An essential element in UNRWA's services to refugees throughout the
1950s was the scheme to assist work-seekers to locate appropriate
job opportunities. The Agency maintained close contact with
governments and other major employers in the Middle East and
collated the resulting information on vacancies and job prospects,
providing thus a regular and free source which helped thousands to
obtain employment. From 1963, the Placement Service was transferred
to UNRWA's Department of Education where it concentrated on job
location for graduates of the Agency's own VTC. Despite the
existence of a ready market for the available skills, location of
opportunities on behalf of the work-seekers continues to be a
valuable service, much in demand by the graduates.
Future Challenges
The education program faced and will continue to face major
demographic, socioeconomic and technological challenges that
require continued efforts to meet the present and future needs of
the Palestine refugees. Among these are:
• Anticipated increases in the refugee school population,
resulting from the natural growth of about 5.3 percent per year,
and the movement of students of returning families to Gaza and the
West Bank that necessitate additional teaching staff and school
facilities;
• Rapid changes in employment opportunities for qualified
teachers, skilled workers and technicians in local and external
labor markets;
• Effects of the continued disruption of schooling in the
West Bank and Gaza and the consequences on the quality of learning
and student achievements;
• Expected increase in the number of handicapped refugee
children seeking access to Agency schools; and
• Need for innovation to improve teaching-learning and
monitoring¬evaluation methods in the Agency school, vocational
and technical education systems.
Conclusion
The devotion of the Palestine people to academic education is a
remarkable and national characteristic which has enriched the lives
of the homeless group of refugees throughout their three or four
decades of displacement. Today, it is a universally accepted truism
that education is the right of all human beings; in large areas of
the world, however, it remains a right that must be enforced by
law. In the case of the Palestine refugees the reverse is true.

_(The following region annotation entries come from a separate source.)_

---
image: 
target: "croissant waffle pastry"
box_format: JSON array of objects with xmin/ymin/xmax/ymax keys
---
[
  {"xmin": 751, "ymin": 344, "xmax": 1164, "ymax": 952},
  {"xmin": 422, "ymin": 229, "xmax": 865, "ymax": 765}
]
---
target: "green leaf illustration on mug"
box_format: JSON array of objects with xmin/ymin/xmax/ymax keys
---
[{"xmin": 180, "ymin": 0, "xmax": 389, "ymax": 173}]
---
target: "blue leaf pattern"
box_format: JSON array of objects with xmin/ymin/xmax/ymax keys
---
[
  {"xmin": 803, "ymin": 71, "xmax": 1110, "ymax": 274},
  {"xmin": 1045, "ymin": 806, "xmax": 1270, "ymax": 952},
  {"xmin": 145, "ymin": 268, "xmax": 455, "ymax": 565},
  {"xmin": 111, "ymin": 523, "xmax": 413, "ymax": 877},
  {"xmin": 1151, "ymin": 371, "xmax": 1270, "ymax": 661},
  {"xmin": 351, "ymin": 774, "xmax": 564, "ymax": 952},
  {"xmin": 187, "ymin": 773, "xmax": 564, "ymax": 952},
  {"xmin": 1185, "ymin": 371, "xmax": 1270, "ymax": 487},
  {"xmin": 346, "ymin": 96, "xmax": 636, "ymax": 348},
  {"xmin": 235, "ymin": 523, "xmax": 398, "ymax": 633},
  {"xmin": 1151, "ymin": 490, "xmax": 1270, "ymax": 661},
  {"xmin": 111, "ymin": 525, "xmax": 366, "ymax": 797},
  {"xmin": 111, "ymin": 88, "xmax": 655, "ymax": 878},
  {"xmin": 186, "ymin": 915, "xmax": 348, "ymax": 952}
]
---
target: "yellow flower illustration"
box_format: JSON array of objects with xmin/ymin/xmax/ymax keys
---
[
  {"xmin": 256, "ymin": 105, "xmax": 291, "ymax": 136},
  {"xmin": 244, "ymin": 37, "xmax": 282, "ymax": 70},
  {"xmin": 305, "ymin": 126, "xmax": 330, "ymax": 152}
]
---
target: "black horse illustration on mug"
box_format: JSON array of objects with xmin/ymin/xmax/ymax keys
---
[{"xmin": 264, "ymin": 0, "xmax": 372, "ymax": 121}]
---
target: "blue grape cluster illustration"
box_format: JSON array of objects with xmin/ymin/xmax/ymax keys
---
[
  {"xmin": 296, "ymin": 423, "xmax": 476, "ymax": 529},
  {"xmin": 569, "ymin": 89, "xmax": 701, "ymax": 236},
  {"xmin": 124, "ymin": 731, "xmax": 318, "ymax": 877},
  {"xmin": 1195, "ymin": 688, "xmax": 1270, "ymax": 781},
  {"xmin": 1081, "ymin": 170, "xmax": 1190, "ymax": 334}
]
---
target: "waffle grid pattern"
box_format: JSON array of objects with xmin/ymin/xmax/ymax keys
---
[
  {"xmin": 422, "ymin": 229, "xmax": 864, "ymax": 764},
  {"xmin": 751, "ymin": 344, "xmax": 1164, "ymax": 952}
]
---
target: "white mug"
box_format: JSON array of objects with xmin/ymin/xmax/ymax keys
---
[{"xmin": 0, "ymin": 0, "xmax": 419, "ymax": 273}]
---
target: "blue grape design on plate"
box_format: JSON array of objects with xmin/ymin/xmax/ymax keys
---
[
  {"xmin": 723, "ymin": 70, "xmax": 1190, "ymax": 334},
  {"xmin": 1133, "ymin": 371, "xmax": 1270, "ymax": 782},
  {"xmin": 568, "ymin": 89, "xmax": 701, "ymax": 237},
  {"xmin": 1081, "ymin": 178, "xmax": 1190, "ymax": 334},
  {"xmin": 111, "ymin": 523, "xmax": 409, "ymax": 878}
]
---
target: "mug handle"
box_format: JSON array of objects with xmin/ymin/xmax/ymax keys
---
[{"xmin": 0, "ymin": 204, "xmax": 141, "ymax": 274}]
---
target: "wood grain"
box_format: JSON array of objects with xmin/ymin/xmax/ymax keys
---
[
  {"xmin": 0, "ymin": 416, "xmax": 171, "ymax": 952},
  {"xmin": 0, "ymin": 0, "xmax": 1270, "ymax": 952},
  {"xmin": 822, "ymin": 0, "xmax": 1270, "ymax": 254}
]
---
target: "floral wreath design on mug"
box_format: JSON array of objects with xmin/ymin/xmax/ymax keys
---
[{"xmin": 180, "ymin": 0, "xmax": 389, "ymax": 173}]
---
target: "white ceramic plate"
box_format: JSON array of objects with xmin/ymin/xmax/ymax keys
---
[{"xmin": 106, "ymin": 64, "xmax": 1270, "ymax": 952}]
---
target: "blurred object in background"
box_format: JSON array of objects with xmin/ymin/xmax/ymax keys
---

There is no legal obligation for any refugee to enter school and
yet, since the very earliest days, the schools provided by UNRWA
have been over-filled, despite acute problems of accommodation,
equipment, and distance. For the people of Palestine, education is
more than a practical necessity; it is an integral part of life, a
lodge of pride for a people who possess little else. In the course
of the past 45 years, hundreds of thousands of Palestine refugee
children have received education in UNRWA institutions, and this
has helped them become self-supporting. Less obvious, but perhaps
equally important, is the fact that the educational system has
significantly contributed to the preservation of the cultural
identity of a displaced and dispersed people.